The Free Software Foundation Europe (FSFE) considers this a serious move in the wrong direction. Taking already public repositories offline does not prevent attackers from analysing deployed systems, dependencies, interfaces, or binaries. Depublishing does not make code unseen, nor does it remove existing copies, and it is not an effective security measure. Instead, it removes a fundamental pillar for security: the ability of independent experts, researchers, and other public bodies to inspect, reuse, and improve the code, and to report on security issues.

“Depublishing public code is not a security strategy. 'Security through obscurity’ has been debunked as a security measure for a long time”, says Johannes Näder, FSFE Senior Policy Project Manager. “Making repositories private does not protect NHS systems.
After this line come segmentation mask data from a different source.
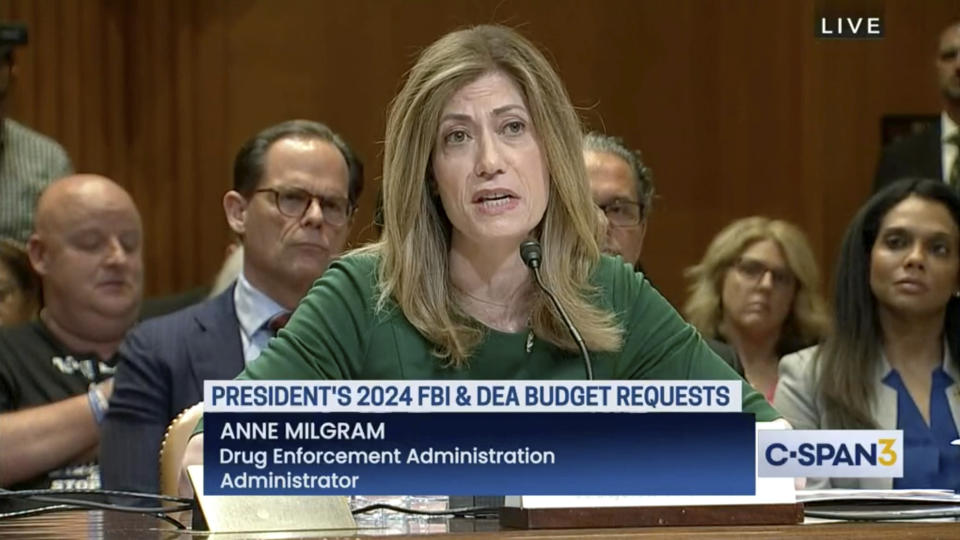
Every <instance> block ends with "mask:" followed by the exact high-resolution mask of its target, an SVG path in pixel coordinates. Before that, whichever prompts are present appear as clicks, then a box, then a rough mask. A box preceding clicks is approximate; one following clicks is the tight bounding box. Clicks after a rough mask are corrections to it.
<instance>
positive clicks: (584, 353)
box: [520, 240, 593, 381]
mask: <svg viewBox="0 0 960 540" xmlns="http://www.w3.org/2000/svg"><path fill="white" fill-rule="evenodd" d="M520 258H521V259H523V264H525V265H527V266H528V267H530V269H531V270H533V277H534V278H536V280H537V285H538V286H539V287H540V290H542V291H543V292H544V293H545V294H546V295H547V296H548V297H549V298H550V300H551V301H552V302H553V307H555V308H557V312H558V313H560V318H561V319H563V324H565V325H566V326H567V330H569V331H570V336H571V337H573V340H574V341H575V342H576V343H577V347H579V348H580V355H581V356H583V367H584V369H586V372H587V380H588V381H592V380H593V364H591V363H590V353H589V352H587V346H586V345H585V344H584V343H583V338H582V337H580V332H578V331H577V328H576V327H575V326H573V323H572V322H570V317H568V316H567V312H566V311H564V310H563V306H561V305H560V301H559V300H557V297H556V296H554V295H553V292H551V291H550V289H548V288H547V286H546V285H544V284H543V279H542V278H541V277H540V263H541V261H542V260H543V248H541V247H540V242H537V241H536V240H527V241H526V242H524V243H522V244H520Z"/></svg>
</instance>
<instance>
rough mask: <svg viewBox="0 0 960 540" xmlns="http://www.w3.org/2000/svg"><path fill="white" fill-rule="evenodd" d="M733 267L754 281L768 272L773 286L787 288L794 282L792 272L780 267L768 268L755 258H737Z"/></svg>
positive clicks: (745, 275)
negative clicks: (753, 258) (781, 268)
mask: <svg viewBox="0 0 960 540" xmlns="http://www.w3.org/2000/svg"><path fill="white" fill-rule="evenodd" d="M733 267H734V268H735V269H736V270H737V272H738V273H739V274H740V275H741V276H743V277H744V278H745V279H747V280H749V281H752V282H754V283H759V282H760V280H762V279H763V276H765V275H767V272H770V276H771V278H772V279H773V285H774V286H775V287H782V288H788V287H792V286H793V284H794V283H795V282H796V279H797V278H796V277H794V275H793V272H791V271H789V270H783V269H780V268H770V267H769V266H767V265H766V264H764V263H763V262H761V261H758V260H756V259H744V258H742V257H741V258H739V259H737V260H736V262H734V263H733Z"/></svg>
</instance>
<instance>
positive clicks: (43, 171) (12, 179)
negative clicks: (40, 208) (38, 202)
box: [0, 118, 73, 243]
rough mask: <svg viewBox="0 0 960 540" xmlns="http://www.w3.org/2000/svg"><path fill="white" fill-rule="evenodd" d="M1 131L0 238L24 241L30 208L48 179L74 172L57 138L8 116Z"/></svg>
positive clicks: (33, 202) (50, 178)
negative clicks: (41, 132) (22, 124)
mask: <svg viewBox="0 0 960 540" xmlns="http://www.w3.org/2000/svg"><path fill="white" fill-rule="evenodd" d="M2 129H3V132H2V133H0V141H2V142H0V238H10V239H13V240H15V241H17V242H19V243H25V242H26V240H27V237H29V236H30V231H31V230H32V229H33V209H34V206H35V205H36V202H37V197H39V196H40V192H42V191H43V189H44V188H45V187H47V185H48V184H50V182H52V181H54V180H56V179H58V178H61V177H63V176H66V175H68V174H70V173H71V172H73V165H72V164H71V163H70V158H69V157H67V153H66V152H65V151H64V150H63V147H61V146H60V145H59V144H58V143H57V142H56V141H54V140H53V139H51V138H50V137H47V136H45V135H41V134H40V133H37V132H36V131H33V130H32V129H30V128H27V127H25V126H23V125H21V124H19V123H17V122H15V121H13V120H11V119H9V118H6V119H4V120H3V126H2Z"/></svg>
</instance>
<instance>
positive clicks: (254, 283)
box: [101, 120, 363, 493]
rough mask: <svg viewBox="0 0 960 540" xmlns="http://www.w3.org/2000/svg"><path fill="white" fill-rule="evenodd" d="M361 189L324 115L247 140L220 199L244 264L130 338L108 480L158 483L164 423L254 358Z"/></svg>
mask: <svg viewBox="0 0 960 540" xmlns="http://www.w3.org/2000/svg"><path fill="white" fill-rule="evenodd" d="M362 187H363V166H362V164H361V162H360V160H359V159H357V158H356V157H355V155H354V153H353V151H352V150H351V149H350V147H349V146H347V144H346V143H345V142H344V141H343V139H341V138H340V136H339V135H337V134H335V133H334V132H333V131H331V130H330V129H329V128H327V127H326V126H324V125H323V124H319V123H317V122H311V121H306V120H292V121H288V122H284V123H281V124H278V125H275V126H272V127H269V128H267V129H265V130H263V131H261V132H260V133H258V134H257V135H255V136H254V137H253V138H251V139H250V140H248V141H247V142H246V143H245V144H244V145H243V146H242V147H241V149H240V151H239V152H238V154H237V157H236V160H235V162H234V186H233V189H232V190H230V191H229V192H227V194H226V195H224V197H223V208H224V212H225V213H226V218H227V223H228V224H229V226H230V228H231V229H232V230H233V231H234V233H236V235H237V237H238V238H239V239H240V243H241V245H242V247H243V269H242V271H241V273H240V276H239V277H238V278H237V281H236V283H235V284H234V286H232V287H230V288H229V289H228V290H227V291H225V292H224V293H222V294H220V295H219V296H217V297H214V298H212V299H210V300H208V301H206V302H204V303H201V304H198V305H196V306H192V307H189V308H187V309H184V310H181V311H178V312H176V313H173V314H170V315H167V316H163V317H159V318H155V319H151V320H148V321H146V322H144V323H142V324H141V325H140V326H139V327H138V328H137V329H136V330H134V331H133V332H131V334H130V335H129V336H128V338H127V340H126V341H125V342H124V344H123V346H122V347H121V349H120V357H121V360H122V361H121V363H120V365H119V366H118V368H117V373H116V376H115V383H114V393H113V396H112V398H111V400H110V408H109V410H108V412H107V419H106V422H105V424H104V433H103V442H102V445H101V464H102V465H101V468H102V476H103V485H104V487H106V488H108V489H124V490H133V491H144V492H154V493H155V492H157V491H158V490H159V478H158V471H157V469H158V467H157V456H158V453H159V451H160V444H161V442H162V439H163V435H164V432H165V430H166V427H167V425H168V424H169V423H170V421H171V420H173V418H174V417H176V415H177V414H179V413H180V412H181V411H182V410H183V409H185V408H186V407H189V406H191V405H193V404H195V403H197V402H199V401H200V400H202V399H203V381H205V380H208V379H232V378H233V377H235V376H236V375H237V374H238V373H240V371H241V370H242V369H243V367H244V365H245V364H246V363H247V362H255V361H256V359H257V357H258V356H259V354H260V351H261V349H263V348H264V347H265V346H266V344H267V341H268V340H269V339H270V338H271V337H273V335H274V334H275V332H276V331H277V330H278V329H279V328H280V327H282V326H283V324H284V323H285V321H286V319H287V318H288V317H289V314H290V312H292V311H293V310H294V309H295V308H296V306H297V304H298V303H299V301H300V299H301V298H302V297H303V296H304V295H305V294H306V293H307V290H308V289H309V288H310V286H311V285H312V284H313V282H314V281H315V280H316V279H317V278H319V277H320V275H321V274H322V273H323V272H324V270H326V268H327V265H328V264H329V263H330V261H331V260H332V259H333V258H334V257H336V256H337V255H338V254H339V253H340V252H341V251H342V249H343V247H344V244H345V242H346V239H347V234H348V233H349V230H350V226H351V222H352V218H353V215H354V210H355V209H356V202H357V199H358V197H359V195H360V191H361V189H362Z"/></svg>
It only limits who can help find and fix problems. The same is true for future code: releasing publicly funded software as Free Software creates better conditions for scrutiny, accountability, and security than locking it away by default.”
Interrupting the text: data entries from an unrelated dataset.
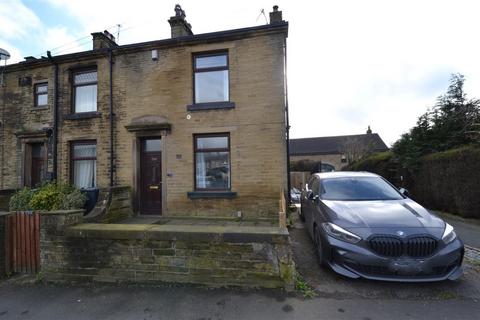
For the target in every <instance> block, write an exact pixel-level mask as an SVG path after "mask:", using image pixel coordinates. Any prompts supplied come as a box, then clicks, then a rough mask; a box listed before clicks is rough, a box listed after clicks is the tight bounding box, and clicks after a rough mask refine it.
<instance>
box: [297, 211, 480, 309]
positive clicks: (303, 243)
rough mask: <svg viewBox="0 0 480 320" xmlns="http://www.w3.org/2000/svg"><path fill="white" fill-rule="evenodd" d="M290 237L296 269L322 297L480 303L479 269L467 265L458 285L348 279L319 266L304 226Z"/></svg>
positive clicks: (298, 223)
mask: <svg viewBox="0 0 480 320" xmlns="http://www.w3.org/2000/svg"><path fill="white" fill-rule="evenodd" d="M290 235H291V238H292V244H293V252H294V256H295V263H296V265H297V269H298V271H299V272H300V274H301V275H302V276H303V277H304V278H305V280H307V282H309V283H310V285H311V286H312V287H313V288H314V289H316V290H317V292H318V293H319V296H321V297H324V298H337V299H339V298H340V299H368V300H378V299H382V300H384V299H394V300H395V301H401V300H408V301H425V302H426V303H427V302H428V303H430V302H431V301H446V300H452V301H457V302H460V301H472V302H474V301H479V300H480V272H479V270H478V268H479V267H478V266H476V265H471V264H469V263H465V264H464V268H465V274H464V275H463V277H462V278H460V279H459V280H457V281H445V282H436V283H422V284H415V283H391V282H381V281H371V280H360V279H359V280H355V279H348V278H344V277H342V276H339V275H337V274H335V273H333V272H332V271H330V270H325V269H322V268H320V267H319V266H318V263H317V259H316V254H315V248H314V246H313V244H312V241H311V239H310V237H309V235H308V232H307V230H306V229H305V225H304V224H303V223H302V222H300V221H299V220H297V221H296V223H295V225H294V227H293V228H292V229H291V230H290Z"/></svg>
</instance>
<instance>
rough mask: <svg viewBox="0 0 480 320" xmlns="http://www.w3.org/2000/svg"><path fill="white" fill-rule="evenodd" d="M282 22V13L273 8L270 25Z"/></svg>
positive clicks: (271, 15) (281, 12)
mask: <svg viewBox="0 0 480 320" xmlns="http://www.w3.org/2000/svg"><path fill="white" fill-rule="evenodd" d="M280 22H283V19H282V11H278V6H273V11H272V12H270V24H275V23H280Z"/></svg>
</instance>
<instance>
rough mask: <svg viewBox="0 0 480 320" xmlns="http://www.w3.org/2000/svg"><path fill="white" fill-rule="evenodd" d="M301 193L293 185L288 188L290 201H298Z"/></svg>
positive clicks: (296, 202) (299, 198) (299, 201)
mask: <svg viewBox="0 0 480 320" xmlns="http://www.w3.org/2000/svg"><path fill="white" fill-rule="evenodd" d="M301 194H302V192H301V191H300V190H298V189H297V188H295V187H293V188H292V189H291V190H290V199H291V201H292V203H300V195H301Z"/></svg>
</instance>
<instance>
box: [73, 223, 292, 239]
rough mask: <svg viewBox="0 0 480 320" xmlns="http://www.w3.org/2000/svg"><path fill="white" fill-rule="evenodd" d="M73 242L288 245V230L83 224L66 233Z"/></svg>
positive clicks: (133, 224) (186, 225) (285, 229)
mask: <svg viewBox="0 0 480 320" xmlns="http://www.w3.org/2000/svg"><path fill="white" fill-rule="evenodd" d="M65 234H66V236H67V237H71V238H91V239H125V240H133V239H143V240H179V241H182V240H187V241H193V240H195V241H218V242H222V241H224V242H232V243H252V242H274V243H288V241H289V233H288V230H287V229H286V228H278V227H250V226H195V225H152V224H100V223H88V224H87V223H83V224H77V225H75V226H72V227H69V228H67V229H66V231H65Z"/></svg>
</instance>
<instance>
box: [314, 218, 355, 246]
mask: <svg viewBox="0 0 480 320" xmlns="http://www.w3.org/2000/svg"><path fill="white" fill-rule="evenodd" d="M322 227H323V229H324V230H325V231H326V232H327V233H328V235H330V236H332V237H334V238H336V239H338V240H342V241H345V242H349V243H357V242H359V241H360V240H362V238H360V237H359V236H357V235H356V234H353V233H351V232H349V231H347V230H345V229H343V228H340V227H339V226H337V225H336V224H333V223H331V222H325V223H322Z"/></svg>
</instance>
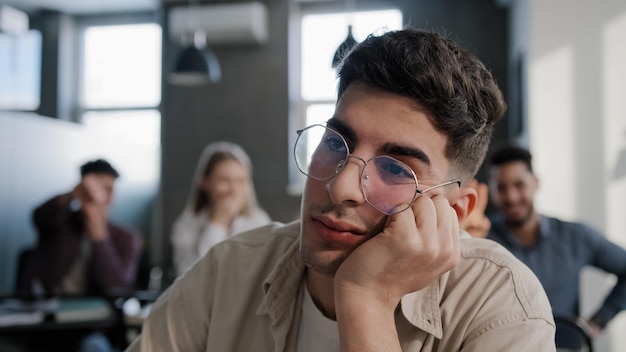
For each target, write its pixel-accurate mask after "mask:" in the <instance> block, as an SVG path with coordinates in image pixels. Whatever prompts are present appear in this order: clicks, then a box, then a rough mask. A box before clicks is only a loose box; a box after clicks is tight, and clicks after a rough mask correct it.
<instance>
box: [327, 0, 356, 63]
mask: <svg viewBox="0 0 626 352" xmlns="http://www.w3.org/2000/svg"><path fill="white" fill-rule="evenodd" d="M355 1H356V0H346V2H345V4H346V16H347V18H348V36H347V37H346V39H345V40H344V41H343V42H342V43H341V44H339V47H338V48H337V50H336V51H335V55H333V65H332V67H333V68H337V66H339V64H340V63H341V60H343V58H344V56H346V54H347V53H348V52H349V51H350V50H352V48H353V47H354V46H355V45H357V44H358V43H357V41H356V39H354V36H353V35H352V17H353V13H354V9H355V7H356V6H355Z"/></svg>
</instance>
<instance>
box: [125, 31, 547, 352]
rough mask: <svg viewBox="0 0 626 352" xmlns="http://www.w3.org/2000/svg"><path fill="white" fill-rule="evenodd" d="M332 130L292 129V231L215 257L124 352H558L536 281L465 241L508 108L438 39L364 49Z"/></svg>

Releasing publicly funded software as Free Software is the core demand of the FSFE’s “Public Money? Public Code!” initiative. It is also the principle behind existing NHS and UK guidance: NHS England’s own Service Standard states that new source code for public services should be open and reusable because public services are built with public money. UK government guidance similarly requires new source code to be open and reusable, while allowing only narrowly defined exceptions.

“If NHS England decides to depublish its services' code, that would directly contradict its own guidance and the wider UK principle of making publicly funded code open by default, says Näder. Security concerns should be addressed through proper software engineering: secret management, vulnerability handling, dependency maintenance, reviews, and defence in depth. A blanket shift from open by default to closed by default is disproportionate and counterproductive."

Free Software enables independent audits, fosters local expertise, and allows public bodies to share and improve solutions together. In the health sector, where trust, resilience, and accountability are essential, these benefits are particularly important. Furthermore, “Public Money? Public Code!” fosters innovation and is one of the most effective tools to reduce lock-in, reducing public administrations’ dependency on proprietary vendors, and enabling digital sovereignty.

The FSFE therefore calls on NHS England to reverse any blanket private-by-default policy for publicly funded code, to publish the reported guidance, and to reaffirm that Free Software remains the default for publicly funded software.